Tips and advice for translating health research findings into relevant, timely and compelling information
VIDEO: Experiences and best practices for policy and communications engagement
Many researchers are taught to share findings in a regimented process: present at an academic conference, then publish in an academic journal.
But how can researchers ensure their findings reach beyond the audience of fellow clinicians and academics to impact policy and improve public health?
The answer: interacting with policymakers and journalists.
Five experts from the University of Michigan’s Institute for Healthcare Policy and Innovation share four insights into how researchers can do this.
1. Establish connections
First, how can researchers with a desire to share their research with policy and media audiences establish connections?

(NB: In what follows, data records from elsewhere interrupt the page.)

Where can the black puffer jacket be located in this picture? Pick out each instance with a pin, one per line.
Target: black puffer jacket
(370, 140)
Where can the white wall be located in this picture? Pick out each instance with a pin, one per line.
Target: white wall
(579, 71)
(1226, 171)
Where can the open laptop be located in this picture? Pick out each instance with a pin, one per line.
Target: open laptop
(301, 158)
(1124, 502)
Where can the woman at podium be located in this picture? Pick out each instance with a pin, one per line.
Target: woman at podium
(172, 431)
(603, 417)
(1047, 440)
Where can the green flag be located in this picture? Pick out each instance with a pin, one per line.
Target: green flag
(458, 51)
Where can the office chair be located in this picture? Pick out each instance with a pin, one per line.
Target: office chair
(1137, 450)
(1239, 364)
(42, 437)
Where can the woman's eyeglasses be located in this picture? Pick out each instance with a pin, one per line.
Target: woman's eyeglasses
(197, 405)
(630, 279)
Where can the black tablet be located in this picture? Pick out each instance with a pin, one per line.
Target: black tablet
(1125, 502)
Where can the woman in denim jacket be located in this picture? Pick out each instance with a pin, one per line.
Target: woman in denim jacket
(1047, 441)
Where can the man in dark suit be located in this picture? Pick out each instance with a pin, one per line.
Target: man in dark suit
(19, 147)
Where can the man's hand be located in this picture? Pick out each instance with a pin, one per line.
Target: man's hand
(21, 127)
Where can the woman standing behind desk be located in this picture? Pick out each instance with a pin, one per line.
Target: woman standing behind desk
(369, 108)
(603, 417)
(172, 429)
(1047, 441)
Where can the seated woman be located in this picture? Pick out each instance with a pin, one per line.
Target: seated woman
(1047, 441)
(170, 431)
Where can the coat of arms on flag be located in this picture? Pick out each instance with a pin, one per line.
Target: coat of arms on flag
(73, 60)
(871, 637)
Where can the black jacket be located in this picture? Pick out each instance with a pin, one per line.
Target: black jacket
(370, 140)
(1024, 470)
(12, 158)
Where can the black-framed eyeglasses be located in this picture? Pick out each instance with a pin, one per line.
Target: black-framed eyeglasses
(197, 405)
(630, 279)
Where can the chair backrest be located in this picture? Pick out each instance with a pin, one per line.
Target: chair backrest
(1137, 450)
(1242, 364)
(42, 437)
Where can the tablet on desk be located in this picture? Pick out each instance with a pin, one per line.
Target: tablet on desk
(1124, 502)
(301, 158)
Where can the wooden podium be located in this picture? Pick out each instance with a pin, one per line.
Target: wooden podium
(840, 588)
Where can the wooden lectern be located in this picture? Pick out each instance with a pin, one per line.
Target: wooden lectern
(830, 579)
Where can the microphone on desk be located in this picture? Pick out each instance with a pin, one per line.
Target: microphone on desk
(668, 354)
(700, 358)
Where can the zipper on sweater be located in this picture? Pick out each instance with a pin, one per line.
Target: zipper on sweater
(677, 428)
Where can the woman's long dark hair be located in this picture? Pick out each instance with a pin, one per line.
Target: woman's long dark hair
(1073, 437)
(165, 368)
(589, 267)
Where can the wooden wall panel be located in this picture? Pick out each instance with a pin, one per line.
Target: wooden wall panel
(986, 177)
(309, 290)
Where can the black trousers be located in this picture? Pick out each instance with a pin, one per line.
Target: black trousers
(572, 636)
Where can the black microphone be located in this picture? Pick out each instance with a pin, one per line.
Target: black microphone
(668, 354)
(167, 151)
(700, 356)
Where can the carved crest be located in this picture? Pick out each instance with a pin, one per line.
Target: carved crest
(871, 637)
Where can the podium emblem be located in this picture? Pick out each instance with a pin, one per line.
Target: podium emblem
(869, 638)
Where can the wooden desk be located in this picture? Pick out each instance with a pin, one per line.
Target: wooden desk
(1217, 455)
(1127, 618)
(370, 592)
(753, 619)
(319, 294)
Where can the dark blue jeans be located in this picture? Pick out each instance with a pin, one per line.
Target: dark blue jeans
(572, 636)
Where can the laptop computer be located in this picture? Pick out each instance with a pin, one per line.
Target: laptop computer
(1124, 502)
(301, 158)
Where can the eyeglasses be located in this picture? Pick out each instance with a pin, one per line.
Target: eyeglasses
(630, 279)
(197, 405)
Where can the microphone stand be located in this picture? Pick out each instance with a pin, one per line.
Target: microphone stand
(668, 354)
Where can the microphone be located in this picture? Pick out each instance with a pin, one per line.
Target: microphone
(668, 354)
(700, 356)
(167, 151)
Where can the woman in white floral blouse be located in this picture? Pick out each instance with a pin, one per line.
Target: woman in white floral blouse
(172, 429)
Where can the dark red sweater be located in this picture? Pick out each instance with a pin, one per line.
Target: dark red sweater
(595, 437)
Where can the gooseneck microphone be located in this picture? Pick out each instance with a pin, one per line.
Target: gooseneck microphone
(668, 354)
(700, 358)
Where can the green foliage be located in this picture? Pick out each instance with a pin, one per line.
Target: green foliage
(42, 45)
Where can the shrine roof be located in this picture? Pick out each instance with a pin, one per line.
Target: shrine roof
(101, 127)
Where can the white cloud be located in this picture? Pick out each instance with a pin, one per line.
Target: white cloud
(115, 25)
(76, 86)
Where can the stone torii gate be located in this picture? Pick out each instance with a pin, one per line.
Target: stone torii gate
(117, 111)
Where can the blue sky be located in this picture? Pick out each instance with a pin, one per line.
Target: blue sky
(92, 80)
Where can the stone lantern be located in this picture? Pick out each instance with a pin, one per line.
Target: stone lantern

Preeti Malani, M.D., M.Sc., M.S.J., a professor of medicine in the Michigan Medicine Division of Infectious Diseases, recommends getting involved in outreach efforts organized by academic and clinical professional societies, as they often have policy and communications arms and provide training.
“They can really set you up to be a good advocate and source,” said Malani.
When getting involved with media, academics may want to start local.
“For the messages that I’ve tried to get out that have resonated the best, it has been local impact,” said Emily Martin, Ph.D., M.P.H., an associate professor of epidemiology in the U-M School of Public Health.
Sharing research findings with smaller newspapers and media outlets can have a profound impact on people’s lives. People turn to smaller newspapers and media outlets to understand what’s going on in their communities, which is closely held to their core values, she noted.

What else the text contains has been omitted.